Dignity is no longer so much about who or what we are; it is about what our unfettered will can do, and what it can forbid others to do.
Ahmanson points out the difference between this new conception of "dignity" and the concept as developed and nurtured in the Christian tradition.
In the modern era, this Western conception of dignity is exemplified by the
Irish Constitution of 1937, in which dignity is clearly tethered to Christian roots. The Preamble begins, “In the Name of the Most Holy Trinity, from Whom all authority and to Whom, as our final end, all actions both of men and States must be referred” before making reference to “the dignity and freedom of the individual” that the constitution seeks to protect.
Similarly, the 1948
United Nations Universal Declaration on Human Rights, drafted in no small part under the influence of philosopher
Jacques Maritain, opens with the words, “Whereas recognition of the inherent dignity and of the equal and inalienable rights of all members of the human family is the foundation of freedom, justice and peace in the world.” Article 1 asserts, “All human beings are born free and equal in dignity and rights.” We can see running through the Declaration the broad outlines of the older conception of human dignity: it is intrinsic to all human beings and inalienable; it is pre-political, or “already there,” so to speak, and can therefore only be recognized and acknowledged; it can neither be conferred nor taken away by the State.
That paradigm is now all but destroyed in the West.

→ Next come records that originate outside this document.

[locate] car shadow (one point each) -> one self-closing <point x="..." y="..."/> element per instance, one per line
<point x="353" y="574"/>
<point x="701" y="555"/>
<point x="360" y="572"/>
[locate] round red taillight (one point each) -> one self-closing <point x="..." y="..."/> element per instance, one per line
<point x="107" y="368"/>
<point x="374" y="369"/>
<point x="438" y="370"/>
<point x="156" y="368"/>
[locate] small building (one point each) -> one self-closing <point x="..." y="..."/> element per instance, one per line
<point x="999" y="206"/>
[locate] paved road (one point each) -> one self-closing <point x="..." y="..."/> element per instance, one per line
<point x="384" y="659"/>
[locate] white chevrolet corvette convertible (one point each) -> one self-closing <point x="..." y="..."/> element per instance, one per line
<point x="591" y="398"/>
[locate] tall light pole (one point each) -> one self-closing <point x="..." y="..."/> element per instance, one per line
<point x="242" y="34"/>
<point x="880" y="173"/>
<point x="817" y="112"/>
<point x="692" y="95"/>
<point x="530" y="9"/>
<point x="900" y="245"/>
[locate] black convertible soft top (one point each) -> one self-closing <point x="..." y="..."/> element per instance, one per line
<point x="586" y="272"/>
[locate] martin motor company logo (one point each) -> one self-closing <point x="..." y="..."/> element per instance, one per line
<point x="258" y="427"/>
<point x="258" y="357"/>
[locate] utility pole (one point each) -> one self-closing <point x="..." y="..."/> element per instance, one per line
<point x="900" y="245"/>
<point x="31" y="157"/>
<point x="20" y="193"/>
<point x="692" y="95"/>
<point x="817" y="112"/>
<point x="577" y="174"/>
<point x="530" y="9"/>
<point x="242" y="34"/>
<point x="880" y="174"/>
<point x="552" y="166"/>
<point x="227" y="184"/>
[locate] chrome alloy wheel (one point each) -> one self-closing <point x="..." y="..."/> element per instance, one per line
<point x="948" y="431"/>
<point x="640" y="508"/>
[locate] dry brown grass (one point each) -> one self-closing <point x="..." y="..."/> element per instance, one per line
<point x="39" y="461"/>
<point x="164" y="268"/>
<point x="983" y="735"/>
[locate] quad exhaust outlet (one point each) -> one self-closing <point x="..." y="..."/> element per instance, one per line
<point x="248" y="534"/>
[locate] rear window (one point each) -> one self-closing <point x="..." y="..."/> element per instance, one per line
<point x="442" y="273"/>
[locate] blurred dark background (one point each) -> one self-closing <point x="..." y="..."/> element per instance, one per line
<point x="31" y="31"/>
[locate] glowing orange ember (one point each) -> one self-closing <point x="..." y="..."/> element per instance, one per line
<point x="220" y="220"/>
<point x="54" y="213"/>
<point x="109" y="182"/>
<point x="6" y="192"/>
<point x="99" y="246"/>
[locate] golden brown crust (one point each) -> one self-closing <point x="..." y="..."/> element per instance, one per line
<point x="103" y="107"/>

From the highest levels of the academy and the courts to popular culture and the mainstream media, dignity is no longer understood as an inherent inalienable quality with which we are “endowed by our Creator,” as in the Declaration of Independence. Instead, dignity is understood as our freedom to defy nature and create ourselves anew, free from discomfort and pain and unconstrained by the natural order.
After mentioning a number of recent books and court decisions invoking the word "dignity," Ahmanson notes:
A close reading of these volumes and of recent court decisions, such as those written by Justice Kennedy in Lawrence, Windsor, and Obergefell, makes it clear that we have left any notion of human dignity based on the imago Dei far behind. “God,” according to Kateb, “is only another way of saying that we cannot dissolve certain perplexities.” For him and the other New Dignitarians, “We are left with no choice but to assume that human science is objective knowledge of nature”—which, it is implied, is the only knowledge we are capable of acquiring.
And so, this New Dignity is founded on nothing more than a self-creating will to power that is so thoroughgoing as to become, in the last analysis, self-destructive. Central to the New Dignity are the newly minted rights to refashion one’s body to suit one’s subjective preferences, to end the life of one’s offspring—not only those unborn, but infants as well, according to the Groningen protocol in the Netherlands—and, finally, to take one’s own life in the timing and manner of one’s own choosing.
Toward the end of her essay Ahmanson writes:
The New Dignity is a Gnostic project, and Gnosticism was always an elitist enterprise. As it was in the Greek and Roman worlds, so now there are signs that this New Dignitarian playground will be open and available only to serve the desires and the projects of cultural and political elites. For those on the margins, it portends new forms of enslavement.